# does jones fire phillips?



## thcri RIP

You would think it is highly likely after the thrashing green bay gave the cowboys tonight.


----------



## Av8r3400

45-7 with 4 minutes left.

Doesn't look good for Phillips...


Another huge night for Clay Mathews.


----------



## Av8r3400

Final:  45-7

Packers are 6-3
Cowboys are 1-7


wow.


----------



## Ironman

You would think something has to happen after the "shellacking" they took tonight.


----------



## EastTexFrank

thcri said:


> You would think it is highly likely after the thrashing green bay gave the cowboys tonight.



 I would have thought that it was almost certain.  The only thing in doubt is the timing.  After tonight Jerry should fire about 40 players before firing Phillips.  Most of those guys have given up.  Generally speaking, if you're a highly paid professional athlete but have a need for a coach to motivate you to perform, you shouldn't be in the NFL.  

My guess, Phillips will be gone tomorrow or soon thereafter, Jason Garrett will be head coach for the rest of the season and next year? .... who knows.  It depends on how Garrett does during the remainder of the year.


----------



## thcri RIP

Av8r3400 said:


> Another huge night for Clay Mathews



I always kind of thought Jared Allen took the animal award.  Not this year as Mathews has it and probably will get defensive Player of the year.


----------



## EastTexFrank

thcri said:


> I always kind of thought Jared Allen took the animal award.  Not this year as Mathews has it and probably will get defensive Player of the year.



Yea, he was pretty impressive although, I must admit that his interception and touchdown was not a thing of beauty.  I kept on thinking that he kept looking around on the run back for somebody to tackle him because he didn't have enough steam left in the boiler to make it all the way to the end zone.    With a wiggle and a few changes of direction, he made it.  
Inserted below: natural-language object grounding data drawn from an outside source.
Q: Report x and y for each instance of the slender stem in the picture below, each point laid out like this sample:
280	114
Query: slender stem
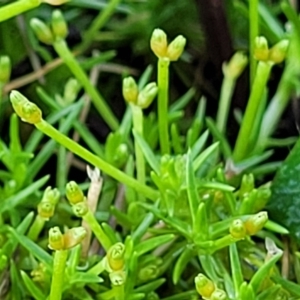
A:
163	88
59	265
227	89
104	110
13	9
49	130
97	230
137	116
253	33
262	74
98	23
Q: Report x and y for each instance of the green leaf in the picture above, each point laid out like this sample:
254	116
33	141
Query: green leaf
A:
284	204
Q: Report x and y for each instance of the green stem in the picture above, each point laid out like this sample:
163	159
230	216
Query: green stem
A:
163	88
97	230
137	117
262	74
59	265
98	23
104	110
16	8
94	160
253	33
227	90
36	227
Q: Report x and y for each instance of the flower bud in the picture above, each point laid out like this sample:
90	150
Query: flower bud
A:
42	31
176	48
147	95
236	65
56	239
158	43
237	229
26	110
130	90
115	257
256	222
278	52
59	25
73	237
204	286
73	193
261	49
5	68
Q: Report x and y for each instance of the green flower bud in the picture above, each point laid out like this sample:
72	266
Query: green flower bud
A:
74	236
204	286
26	110
176	48
42	31
59	25
5	68
130	90
237	229
115	257
158	43
256	222
236	65
278	52
218	295
80	209
261	49
56	239
147	95
73	193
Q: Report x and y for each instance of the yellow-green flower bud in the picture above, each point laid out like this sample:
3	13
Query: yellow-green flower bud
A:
80	209
278	52
147	95
5	68
117	277
261	49
130	90
176	48
237	229
236	65
218	295
26	110
59	25
42	31
56	239
158	43
73	237
204	286
74	193
256	222
115	257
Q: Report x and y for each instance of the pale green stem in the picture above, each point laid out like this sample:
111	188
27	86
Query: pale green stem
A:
58	275
104	110
137	117
16	8
242	144
94	160
227	90
163	89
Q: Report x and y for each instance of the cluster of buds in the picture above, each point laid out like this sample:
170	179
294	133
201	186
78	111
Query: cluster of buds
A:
115	264
47	205
141	98
240	229
207	289
47	35
162	49
73	237
275	55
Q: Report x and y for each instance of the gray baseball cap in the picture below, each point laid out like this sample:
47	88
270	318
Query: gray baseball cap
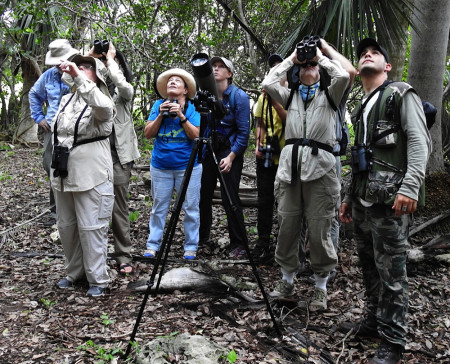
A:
228	64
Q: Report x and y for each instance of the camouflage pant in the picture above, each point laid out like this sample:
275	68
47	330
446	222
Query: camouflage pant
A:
381	240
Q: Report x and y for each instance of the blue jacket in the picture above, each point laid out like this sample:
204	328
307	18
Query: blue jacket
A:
236	123
48	87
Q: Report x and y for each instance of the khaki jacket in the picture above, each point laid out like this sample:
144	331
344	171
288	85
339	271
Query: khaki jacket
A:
317	122
125	140
89	164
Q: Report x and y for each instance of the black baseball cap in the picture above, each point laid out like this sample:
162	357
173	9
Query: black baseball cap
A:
370	42
274	58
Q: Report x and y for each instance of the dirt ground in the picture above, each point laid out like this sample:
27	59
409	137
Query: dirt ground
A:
42	324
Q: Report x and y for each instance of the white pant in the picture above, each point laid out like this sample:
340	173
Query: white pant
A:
83	219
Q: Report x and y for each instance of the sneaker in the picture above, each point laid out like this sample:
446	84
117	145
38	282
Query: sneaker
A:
150	253
238	253
282	289
64	283
95	291
367	327
387	353
190	254
50	222
318	301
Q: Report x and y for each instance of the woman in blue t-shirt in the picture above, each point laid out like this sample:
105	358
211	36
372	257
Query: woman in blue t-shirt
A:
174	123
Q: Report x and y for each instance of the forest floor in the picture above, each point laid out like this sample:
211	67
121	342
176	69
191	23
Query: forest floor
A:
40	323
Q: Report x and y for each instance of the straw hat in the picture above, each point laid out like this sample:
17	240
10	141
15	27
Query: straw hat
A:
161	82
59	49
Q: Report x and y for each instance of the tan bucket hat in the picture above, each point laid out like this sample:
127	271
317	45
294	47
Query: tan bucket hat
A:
161	82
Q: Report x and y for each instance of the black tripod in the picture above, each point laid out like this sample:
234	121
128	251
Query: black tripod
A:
170	230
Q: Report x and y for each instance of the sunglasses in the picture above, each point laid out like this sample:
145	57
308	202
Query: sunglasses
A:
312	64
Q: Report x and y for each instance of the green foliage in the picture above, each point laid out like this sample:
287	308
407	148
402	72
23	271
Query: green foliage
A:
232	356
105	320
104	354
4	177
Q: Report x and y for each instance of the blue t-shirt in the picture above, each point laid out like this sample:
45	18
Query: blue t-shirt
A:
172	147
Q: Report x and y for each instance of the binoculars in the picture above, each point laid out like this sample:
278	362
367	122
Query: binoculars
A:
60	159
172	114
306	48
360	158
100	47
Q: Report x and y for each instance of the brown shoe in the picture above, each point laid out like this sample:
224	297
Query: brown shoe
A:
366	327
387	353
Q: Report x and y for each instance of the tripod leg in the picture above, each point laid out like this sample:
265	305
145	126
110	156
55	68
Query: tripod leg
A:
244	239
166	243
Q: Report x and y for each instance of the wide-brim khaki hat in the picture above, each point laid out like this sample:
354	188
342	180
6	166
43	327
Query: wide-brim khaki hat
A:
100	69
228	64
59	49
161	82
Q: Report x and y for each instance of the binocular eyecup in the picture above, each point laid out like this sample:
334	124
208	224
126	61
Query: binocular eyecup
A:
307	47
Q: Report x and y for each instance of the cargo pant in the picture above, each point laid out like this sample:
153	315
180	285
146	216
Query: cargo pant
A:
83	219
316	200
121	216
381	241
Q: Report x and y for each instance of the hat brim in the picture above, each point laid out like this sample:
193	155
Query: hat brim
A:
163	78
98	66
225	61
54	61
370	42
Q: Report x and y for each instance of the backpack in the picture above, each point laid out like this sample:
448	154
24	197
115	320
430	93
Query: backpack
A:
342	132
429	109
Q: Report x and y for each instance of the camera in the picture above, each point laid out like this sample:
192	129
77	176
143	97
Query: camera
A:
172	114
360	157
268	151
100	47
60	159
306	48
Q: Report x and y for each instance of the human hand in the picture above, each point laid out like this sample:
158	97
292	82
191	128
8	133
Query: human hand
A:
225	164
345	213
404	205
70	68
44	125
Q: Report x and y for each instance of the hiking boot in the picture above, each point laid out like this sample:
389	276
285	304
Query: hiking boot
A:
282	289
387	353
262	254
366	327
190	254
319	300
312	279
64	283
238	253
95	291
150	253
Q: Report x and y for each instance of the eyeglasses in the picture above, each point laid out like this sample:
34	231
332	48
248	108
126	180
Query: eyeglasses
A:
312	64
85	66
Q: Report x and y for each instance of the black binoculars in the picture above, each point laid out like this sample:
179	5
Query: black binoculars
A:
100	47
60	159
360	158
172	114
306	48
268	151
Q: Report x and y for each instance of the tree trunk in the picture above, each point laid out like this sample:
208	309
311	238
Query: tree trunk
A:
27	129
427	64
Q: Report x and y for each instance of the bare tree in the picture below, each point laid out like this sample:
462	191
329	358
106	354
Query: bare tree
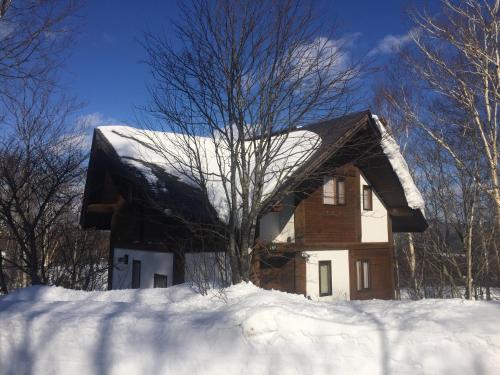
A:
33	35
41	170
445	90
246	74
Well, Wade hasn't been fired yet but it's still early.


----------



## rback33

The firing is going to happen. JJ has said all along he would not do it mid-season, but that blunder at the end of the first half when he could not challenge because he was out of timeouts... that just typified Wade, the team and the season. JJ will not wait until the end of the season now.


----------



## thcri RIP

He is gone



> Offensive coordinator Jason Garrett takes over as interim head coach.


----------



## Rusty Shackleford

YUP outta there


----------



## rback33

wooohoooooo


----------